The instrument, called the Gemini Planet Imager (GPI), was designed, built, and optimized for imaging faint planets next to bright stars and probing their atmospheres. It will also be a powerful tool for studying dusty, planet-forming disks around young stars. It is the most advanced such instrument to be deployed on one of the world’s biggest telescopes – the 8-meter Gemini South telescope in Chile.
“Even these early first-light images are almost a factor of 10 better than the previous generation of instruments. In one minute, we are seeing planets that used to take us an hour to detect,” says Bruce Macintosh of the Lawrence Livermore National Laboratory who led the team that built the instrument.
GPI detects infrared (heat) radiation from young Jupiter-like planets in wide orbits around other stars, those equivalent to the giant planets in our own Solar System not long after their formation. Every planet GPI sees can be studied in detail.

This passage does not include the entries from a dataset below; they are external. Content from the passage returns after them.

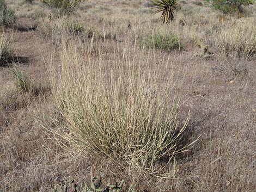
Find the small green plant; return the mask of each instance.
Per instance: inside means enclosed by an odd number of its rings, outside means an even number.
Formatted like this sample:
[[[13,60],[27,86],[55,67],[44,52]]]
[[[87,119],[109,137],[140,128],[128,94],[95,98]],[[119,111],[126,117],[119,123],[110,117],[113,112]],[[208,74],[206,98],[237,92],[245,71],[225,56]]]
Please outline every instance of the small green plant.
[[[6,63],[10,57],[11,40],[10,37],[0,35],[0,65]]]
[[[0,26],[11,27],[16,20],[14,11],[7,8],[4,0],[0,0]]]
[[[174,34],[150,35],[143,38],[141,45],[147,48],[169,51],[180,47],[179,38]]]
[[[90,186],[87,183],[84,184],[79,184],[75,182],[74,179],[70,179],[66,182],[58,185],[53,189],[53,192],[64,192],[64,191],[84,191],[84,192],[121,192],[124,184],[124,180],[122,180],[119,183],[115,182],[114,184],[111,184],[108,182],[108,184],[105,187],[102,187],[99,179],[96,177],[92,177]],[[127,192],[136,192],[136,190],[133,185],[131,185]]]
[[[156,9],[155,13],[162,13],[161,18],[164,23],[168,24],[173,20],[178,5],[176,0],[151,0],[151,3]]]
[[[70,14],[84,0],[41,0],[51,8],[57,9],[64,14]]]
[[[213,8],[223,14],[241,14],[243,12],[242,7],[254,3],[254,0],[207,0],[211,3]]]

“Most planets that we know about to date are only known because of indirect methods that tell us a planet is there, a bit about its orbit and mass, but not much else,” says Macintosh. “With GPI we directly image planets around stars – it’s a bit like being able to dissect the system and really dive into the planet’s atmospheric makeup and characteristics.”
Above Image: Gemini Planet Imager’s first light image of Beta Pictoris b, a planet orbiting the star Beta Pictoris. The star, Beta Pictoris, is blocked in this image by a mask so its light doesn’t interfere with the light of the planet. In addition to the image, GPI obtains a spectrum from every pixel element in the field of view to allow scientists to study the planet in great detail.
Beta Pictoris b is a giant planet – several times larger than Jupiter – and is approximately ten million years old. These near-infrared images (1.5-1.8 microns) show the planet glowing in infrared light from the heat released in its formation. The bright star Beta Pictoris is hidden behind a mask in the center of the image.